Not quite a week ago I wrote about an idea to use XML files to store
the
declarative part of our makefiles: dependencies of libraries on source
files, which resources are to be created and so on. In the meantime
I have
found the time to do make (conduct?) an experiment. I am now able
to build
module sw from the XML files with the help of the ninja build
'system' [3].
Most of the work of converting the XML files into one single
build.ninja
file was done on one weekend. You can see the source code at [1] ([2]
contains everything zipped together).
The results are promising. It runs faster and the build.ninja
generator
looks more maintainable than our solenv/gbuild/... makefiles. But I am
certainly biased.
Before I give you some numbers, I should say that I have collected the
numbers totally unscientifically and it may be necessary to add some
missing
steps to the ninja build. To the best of my knowledge all C++ files
are
compiled, libraries linked, resource files built, XML files copied.
Only
the single sw.component file somehow escaped.
I ran my experiments on ani7 2.2GHz, 8GB notebook.
Complete build of a clean module:
gbuild about 9m30s (make -sr -j8)
ninja about 7m15s (ninja)
Cleaning up
gbuild about 40s (make clean)
ninja less then 1s (ninja -t clean)
rebuild after touching one single header (sw/inc/section.hxx)
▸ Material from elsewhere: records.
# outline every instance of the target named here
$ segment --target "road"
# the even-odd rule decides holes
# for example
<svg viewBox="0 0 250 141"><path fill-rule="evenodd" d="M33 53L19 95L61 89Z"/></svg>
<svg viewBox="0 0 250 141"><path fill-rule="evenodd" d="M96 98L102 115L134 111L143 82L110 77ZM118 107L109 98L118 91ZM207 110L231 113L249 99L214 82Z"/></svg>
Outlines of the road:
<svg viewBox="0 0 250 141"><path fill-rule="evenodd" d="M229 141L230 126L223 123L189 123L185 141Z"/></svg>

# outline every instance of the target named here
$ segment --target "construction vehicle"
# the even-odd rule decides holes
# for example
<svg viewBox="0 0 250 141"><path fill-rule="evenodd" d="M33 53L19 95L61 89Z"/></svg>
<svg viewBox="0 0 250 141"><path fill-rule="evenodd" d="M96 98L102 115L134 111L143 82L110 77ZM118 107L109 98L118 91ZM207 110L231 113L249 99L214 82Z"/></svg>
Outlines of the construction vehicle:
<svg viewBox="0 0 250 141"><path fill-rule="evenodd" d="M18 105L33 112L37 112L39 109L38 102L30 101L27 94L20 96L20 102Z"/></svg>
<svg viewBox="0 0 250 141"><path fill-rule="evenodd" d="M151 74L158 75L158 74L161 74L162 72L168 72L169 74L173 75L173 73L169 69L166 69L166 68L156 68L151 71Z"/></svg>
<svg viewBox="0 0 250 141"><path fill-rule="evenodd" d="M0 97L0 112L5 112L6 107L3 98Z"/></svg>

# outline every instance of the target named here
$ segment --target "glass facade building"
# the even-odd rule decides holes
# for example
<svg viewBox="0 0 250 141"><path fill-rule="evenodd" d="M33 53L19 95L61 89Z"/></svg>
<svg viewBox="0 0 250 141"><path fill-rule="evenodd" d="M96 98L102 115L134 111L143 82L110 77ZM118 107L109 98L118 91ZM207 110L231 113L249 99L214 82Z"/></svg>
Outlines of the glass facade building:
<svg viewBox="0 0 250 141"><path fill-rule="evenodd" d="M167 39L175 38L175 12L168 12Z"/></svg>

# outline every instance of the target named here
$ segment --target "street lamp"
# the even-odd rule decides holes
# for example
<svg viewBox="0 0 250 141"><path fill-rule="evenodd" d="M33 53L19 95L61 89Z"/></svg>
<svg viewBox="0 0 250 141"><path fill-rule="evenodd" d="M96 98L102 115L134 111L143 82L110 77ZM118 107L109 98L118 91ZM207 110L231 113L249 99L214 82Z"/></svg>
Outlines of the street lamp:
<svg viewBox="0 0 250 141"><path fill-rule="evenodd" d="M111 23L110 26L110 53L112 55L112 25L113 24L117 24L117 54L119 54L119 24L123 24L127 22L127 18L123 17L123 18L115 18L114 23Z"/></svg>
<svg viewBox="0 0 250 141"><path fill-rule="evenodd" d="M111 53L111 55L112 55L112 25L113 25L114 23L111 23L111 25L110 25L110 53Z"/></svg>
gbuild about 1m10s (make -sr -j8)
ninja about 50s (ninja)
Building an already built module (nothing to do): depends very much on
whether the disk cache is warm or cold. Best times:
gbuild more than 3s (make -sr -j8)
ninja about 0.4s (ninja)
Why is ninja faster than make/gbuild?
- Make runs each recipe in its own shell (bash), ninja executes its
command
directly.
- Ninja understands the header dependencies created by gxx/clang and
msvc
and stores them in a compact format that can be read in very fast on
startup.
- I avoided some steps of build that are unnecessary in ninja
= Ninja creates directories for the targets it makes. Gbuild
creates them
explicitly.
= GBuild first creates empty dependency files and later, in a
second step,
fills them with the actual dependency information created by one of the
C/C++ compilers.
But, for me, these numbers are just a welcome side effect. More
important
to me is maintainability.
Ninja follows a very different approach from (GNU) make. Its lack
of even
simplest control structures such as if/then/else or foreach,
requires the
generation of the main makefile (by default that is called
build.ninja) by
program or script. This leads to my current approach:
- Use XML to represent the static data (C++ files, libraries, resource
files, XML files).
- Use a Perl script to translate the XML files into the build.ninja
file.
The best tool for each job (XML: data representation, Perl: data
processing). Instead of Perl we could use any language that is part
of our
current build requirements (Java, C/C++, Python (we would have to
compile
that first, though)). Look at the Perl files in [1] or [2]
(build/source/ninja/*pm) and compare them to solenv/gbuild/*mk and
see which
you can understand better.
I think this could be one way to set up a better maintainable build
system
that is even slightly faster then what we currently have.